O documentário direto também é uma forma em alta, mas sobretudo nos longas metragens. É mais raro nos curtas, por isso, nos dois exibidos nesta sessão, sua prática é exceção, com olhar por dentro e de dentro em um deles e o outro com um olhar de fora, mas com seu dentro.
 

Pequenas Considerações sobre o Espaço-Tempo, filme de Fortaleza, abre a sessão com uma esquematização: a do texto em primeira pessoa de sua protagonista sem corpo e sem imagem, posto em relação com fotos familiares genéricas, em cima das quais propõe um jogo narrativo/ficcional, driblando o testemunho autobiográfico como senha de acesso. É ao mesmo tempo um filme simples e elaborado, ao mesmo tempo reflexo de seu tempo histórico estético e inquieto com seu lugar nesse tempo (o tempo dos ensaios, das reflexões subjetivas, das memórias familiares, das fotografias)

 

Inspirações não é curta de memória, mas de presente e do futuro, com seu modo direto e simples, a acompanhar algumas adolescentes de uma escola pública no Rio, sempre no interior da escola, cujos muros são ultrapassados pela presença delas.  O que é dito, obviamente, tem importância. Mas talvez não seja o mais importante. Existem as forças no interior dos planos e das cenas, o autêntico e o orgânico, como se diz com tanta frequência, mas também existe elaboração, uma preparação de ambiente para as situações fluírem. 

 

Atividade ligada à escola, não é um filme de cineastas em busca de um mundo social ou de personagens interessante, mas uma expressão maior, mais ampla em sua falta de compromisso com o campo do cinema, da arte e da estética. Uma expressão pela necessidade de expressar (se).
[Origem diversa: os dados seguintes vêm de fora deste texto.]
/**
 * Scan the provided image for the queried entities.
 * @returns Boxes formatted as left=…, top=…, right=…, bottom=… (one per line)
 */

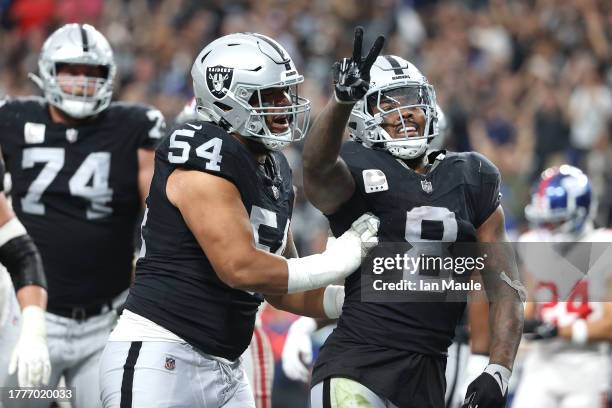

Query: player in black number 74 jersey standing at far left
left=0, top=24, right=165, bottom=407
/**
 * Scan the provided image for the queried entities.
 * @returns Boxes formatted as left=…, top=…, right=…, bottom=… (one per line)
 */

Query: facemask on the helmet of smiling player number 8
left=363, top=83, right=438, bottom=159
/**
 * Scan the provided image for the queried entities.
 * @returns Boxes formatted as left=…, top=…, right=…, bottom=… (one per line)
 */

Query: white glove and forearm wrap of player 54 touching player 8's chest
left=287, top=213, right=380, bottom=293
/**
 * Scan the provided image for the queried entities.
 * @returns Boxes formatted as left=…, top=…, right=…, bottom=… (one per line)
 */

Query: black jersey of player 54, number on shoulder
left=126, top=122, right=294, bottom=360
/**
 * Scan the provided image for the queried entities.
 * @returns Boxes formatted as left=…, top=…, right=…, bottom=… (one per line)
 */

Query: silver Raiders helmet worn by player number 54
left=191, top=33, right=310, bottom=150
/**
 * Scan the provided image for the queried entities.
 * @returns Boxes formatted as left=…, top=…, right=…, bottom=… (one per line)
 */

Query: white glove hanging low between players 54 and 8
left=282, top=317, right=317, bottom=383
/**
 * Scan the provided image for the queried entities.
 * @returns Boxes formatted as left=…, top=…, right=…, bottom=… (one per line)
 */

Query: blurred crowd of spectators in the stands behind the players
left=0, top=0, right=612, bottom=407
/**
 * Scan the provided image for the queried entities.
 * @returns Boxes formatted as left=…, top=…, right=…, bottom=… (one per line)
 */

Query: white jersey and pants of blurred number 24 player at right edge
left=512, top=229, right=612, bottom=408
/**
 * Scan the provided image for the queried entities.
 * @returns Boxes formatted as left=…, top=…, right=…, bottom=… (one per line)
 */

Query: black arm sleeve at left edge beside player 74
left=0, top=234, right=47, bottom=291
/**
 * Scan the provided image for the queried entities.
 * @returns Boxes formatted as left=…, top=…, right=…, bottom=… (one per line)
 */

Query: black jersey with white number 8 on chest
left=312, top=141, right=500, bottom=407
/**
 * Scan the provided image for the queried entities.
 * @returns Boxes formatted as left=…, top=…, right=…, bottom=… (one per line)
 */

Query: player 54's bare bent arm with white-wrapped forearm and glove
left=166, top=169, right=379, bottom=294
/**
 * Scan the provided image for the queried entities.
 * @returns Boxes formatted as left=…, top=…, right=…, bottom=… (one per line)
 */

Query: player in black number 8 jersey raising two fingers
left=304, top=28, right=522, bottom=408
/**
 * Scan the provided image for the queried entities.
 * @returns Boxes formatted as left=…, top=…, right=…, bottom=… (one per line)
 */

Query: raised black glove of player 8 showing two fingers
left=332, top=27, right=385, bottom=103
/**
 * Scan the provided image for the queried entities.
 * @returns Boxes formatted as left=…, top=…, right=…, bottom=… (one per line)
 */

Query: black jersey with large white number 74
left=0, top=97, right=164, bottom=310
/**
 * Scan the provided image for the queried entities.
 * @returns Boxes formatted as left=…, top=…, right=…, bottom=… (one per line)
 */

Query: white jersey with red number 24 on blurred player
left=519, top=229, right=612, bottom=358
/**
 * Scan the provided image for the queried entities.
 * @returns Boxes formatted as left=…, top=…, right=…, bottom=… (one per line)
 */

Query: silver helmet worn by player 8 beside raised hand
left=349, top=55, right=439, bottom=159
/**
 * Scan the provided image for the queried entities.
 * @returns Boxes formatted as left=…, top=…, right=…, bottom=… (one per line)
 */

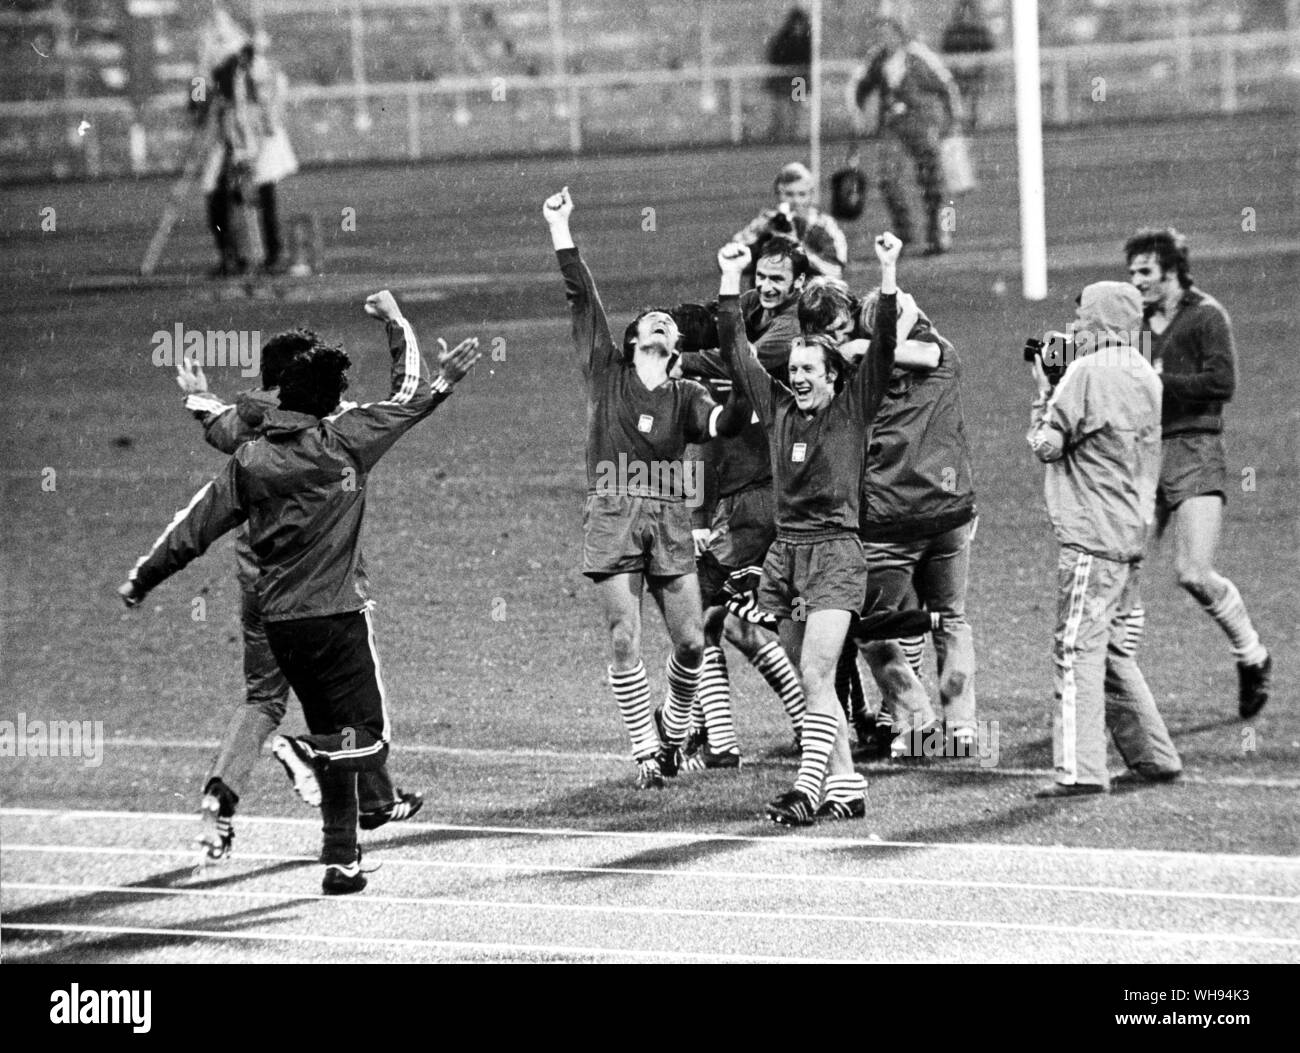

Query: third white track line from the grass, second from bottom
left=5, top=885, right=1300, bottom=946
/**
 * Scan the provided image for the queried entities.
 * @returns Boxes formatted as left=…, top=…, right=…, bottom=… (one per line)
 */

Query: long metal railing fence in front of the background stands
left=0, top=31, right=1300, bottom=179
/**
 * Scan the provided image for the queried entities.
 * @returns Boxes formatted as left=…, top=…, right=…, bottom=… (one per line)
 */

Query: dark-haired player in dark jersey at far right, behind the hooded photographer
left=1125, top=228, right=1273, bottom=719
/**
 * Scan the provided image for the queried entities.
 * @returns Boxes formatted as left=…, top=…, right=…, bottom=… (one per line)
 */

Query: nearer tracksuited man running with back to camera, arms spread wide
left=118, top=291, right=478, bottom=893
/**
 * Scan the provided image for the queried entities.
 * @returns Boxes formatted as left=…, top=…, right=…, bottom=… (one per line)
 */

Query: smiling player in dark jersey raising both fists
left=718, top=234, right=902, bottom=826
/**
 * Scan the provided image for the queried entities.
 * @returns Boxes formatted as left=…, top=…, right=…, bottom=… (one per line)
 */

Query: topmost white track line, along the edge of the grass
left=0, top=807, right=1300, bottom=871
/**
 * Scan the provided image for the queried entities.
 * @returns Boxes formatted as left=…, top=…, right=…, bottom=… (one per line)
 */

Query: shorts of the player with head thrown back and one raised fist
left=582, top=494, right=696, bottom=579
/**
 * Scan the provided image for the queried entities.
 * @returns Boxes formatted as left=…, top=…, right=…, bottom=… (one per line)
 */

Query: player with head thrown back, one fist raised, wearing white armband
left=542, top=187, right=748, bottom=789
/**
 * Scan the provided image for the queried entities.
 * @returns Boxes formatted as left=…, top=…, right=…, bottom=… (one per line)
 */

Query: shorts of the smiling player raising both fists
left=758, top=534, right=867, bottom=620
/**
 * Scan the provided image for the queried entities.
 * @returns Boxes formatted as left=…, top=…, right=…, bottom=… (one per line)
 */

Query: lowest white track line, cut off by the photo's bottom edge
left=0, top=920, right=868, bottom=965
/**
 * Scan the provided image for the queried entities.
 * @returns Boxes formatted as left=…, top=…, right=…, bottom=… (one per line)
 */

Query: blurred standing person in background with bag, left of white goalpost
left=849, top=18, right=963, bottom=256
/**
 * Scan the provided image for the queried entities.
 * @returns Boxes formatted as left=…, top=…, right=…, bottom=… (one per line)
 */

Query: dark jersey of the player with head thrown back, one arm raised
left=556, top=248, right=716, bottom=501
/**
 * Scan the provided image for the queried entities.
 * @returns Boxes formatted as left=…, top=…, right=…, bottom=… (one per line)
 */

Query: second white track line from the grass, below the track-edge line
left=0, top=844, right=1300, bottom=906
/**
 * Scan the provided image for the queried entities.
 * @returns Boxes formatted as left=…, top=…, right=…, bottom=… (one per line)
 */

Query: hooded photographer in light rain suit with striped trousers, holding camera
left=1026, top=282, right=1182, bottom=798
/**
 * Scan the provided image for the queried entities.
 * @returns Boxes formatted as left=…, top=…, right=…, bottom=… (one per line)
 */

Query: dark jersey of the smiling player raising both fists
left=718, top=295, right=898, bottom=538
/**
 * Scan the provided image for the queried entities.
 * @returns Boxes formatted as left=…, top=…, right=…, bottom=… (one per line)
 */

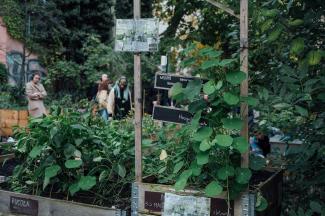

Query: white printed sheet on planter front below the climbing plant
left=163, top=193, right=211, bottom=216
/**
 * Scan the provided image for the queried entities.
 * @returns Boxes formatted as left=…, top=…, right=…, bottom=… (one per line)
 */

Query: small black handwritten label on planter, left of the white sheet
left=144, top=191, right=165, bottom=212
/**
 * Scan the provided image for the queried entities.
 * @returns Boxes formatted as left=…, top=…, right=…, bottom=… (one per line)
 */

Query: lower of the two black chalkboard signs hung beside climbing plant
left=152, top=105, right=193, bottom=124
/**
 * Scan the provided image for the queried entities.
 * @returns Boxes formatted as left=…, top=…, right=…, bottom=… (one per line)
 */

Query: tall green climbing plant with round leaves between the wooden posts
left=166, top=44, right=265, bottom=204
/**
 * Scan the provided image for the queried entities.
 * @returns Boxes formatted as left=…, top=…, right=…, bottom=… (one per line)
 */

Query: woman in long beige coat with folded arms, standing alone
left=26, top=72, right=47, bottom=118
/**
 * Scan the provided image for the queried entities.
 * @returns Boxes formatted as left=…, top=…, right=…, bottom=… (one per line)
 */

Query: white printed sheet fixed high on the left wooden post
left=115, top=19, right=159, bottom=52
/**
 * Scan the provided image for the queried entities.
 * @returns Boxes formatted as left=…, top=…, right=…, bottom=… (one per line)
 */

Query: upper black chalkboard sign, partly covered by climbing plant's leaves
left=155, top=73, right=208, bottom=90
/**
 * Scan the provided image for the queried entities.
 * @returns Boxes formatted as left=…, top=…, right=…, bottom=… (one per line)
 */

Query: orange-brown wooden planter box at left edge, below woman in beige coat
left=0, top=109, right=28, bottom=137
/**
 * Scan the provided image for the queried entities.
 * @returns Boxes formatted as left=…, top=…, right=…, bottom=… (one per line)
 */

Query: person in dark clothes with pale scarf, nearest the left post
left=107, top=76, right=132, bottom=119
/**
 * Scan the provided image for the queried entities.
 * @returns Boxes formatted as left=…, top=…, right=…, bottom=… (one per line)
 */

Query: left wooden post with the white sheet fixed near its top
left=133, top=0, right=142, bottom=183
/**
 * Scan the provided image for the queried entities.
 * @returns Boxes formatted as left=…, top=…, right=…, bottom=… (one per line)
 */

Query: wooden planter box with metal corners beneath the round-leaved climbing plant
left=131, top=171, right=283, bottom=216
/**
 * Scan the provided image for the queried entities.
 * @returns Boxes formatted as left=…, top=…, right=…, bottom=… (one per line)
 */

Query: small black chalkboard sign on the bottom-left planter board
left=10, top=196, right=38, bottom=216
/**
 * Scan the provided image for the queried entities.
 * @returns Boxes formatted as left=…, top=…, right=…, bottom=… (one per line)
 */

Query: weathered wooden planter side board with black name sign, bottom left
left=0, top=190, right=126, bottom=216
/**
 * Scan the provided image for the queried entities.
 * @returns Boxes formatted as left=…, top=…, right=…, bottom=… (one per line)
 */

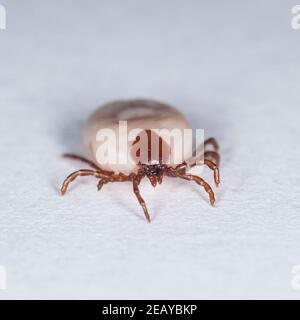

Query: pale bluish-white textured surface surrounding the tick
left=0, top=0, right=300, bottom=299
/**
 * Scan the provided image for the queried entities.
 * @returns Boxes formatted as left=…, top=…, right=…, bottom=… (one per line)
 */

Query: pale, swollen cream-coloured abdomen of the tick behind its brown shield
left=84, top=100, right=193, bottom=174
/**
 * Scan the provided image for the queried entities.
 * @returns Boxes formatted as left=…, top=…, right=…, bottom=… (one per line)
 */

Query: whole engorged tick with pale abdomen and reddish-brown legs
left=61, top=100, right=220, bottom=222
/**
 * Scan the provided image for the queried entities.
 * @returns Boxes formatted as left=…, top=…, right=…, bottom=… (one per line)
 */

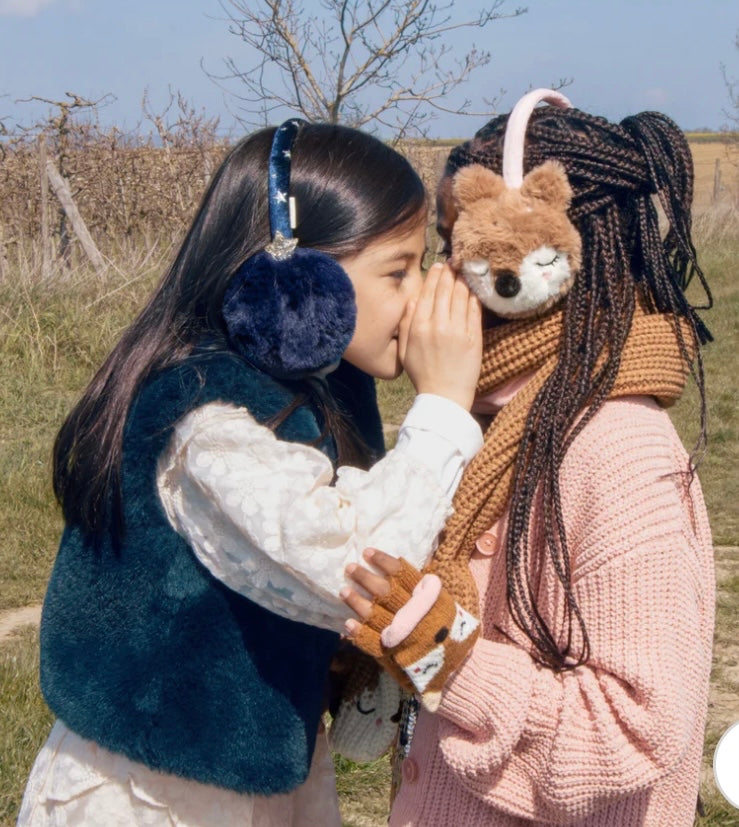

Isso não significa que, na realização, até mais que no planejamento (suposição), não haja elaboração. Há. E muito feliz

 

Muitas coisas acontecem por conta da presença motivadora da câmera.  Não é uma câmera ansiosa, com taquicardia, mas uma câmera atenta, concentrada, que está focada nas garotas, não no enquadramento. A poesia está no corpo e as emoções não são parte de uma estratégia de extrativismo sentimental. É filme cujo material tem uma crueza cheia de sutilezas

Ver a China é um curta de natureza universitária/estudantil, de São Paulo, com maioria das filmagens na China, parte de um projeto internacional para estudantes. A diretora usa sua primeira pessoa para acentuar a distância a ser coberta e diminuída entre sua proposta de filme e as mulheres chinesas diante da câmera e em trabalho. É filme de uma sobriedade aparentemente natural, mas sabemos tratar se de um tom procurado, com uma relação complexa entre olhar e ser olhada, entre compartilhar encontro e reproduzir controle pela observação (ótima a câmera de segurança).

 

O trio de filmes desta sessão de abertura expõe na soma deles possibilidades distintas do cinema contemporâneo, com seu olhar para a memória ficcionalizada, para o presente de um ambiente visto e vivido de dentro e para o encontro cheio de ruídos entre culturas distintas, mas com afetos possíveis de serem compartilhados e reconhecidos para além da linguagem e dos contextos estruturantes.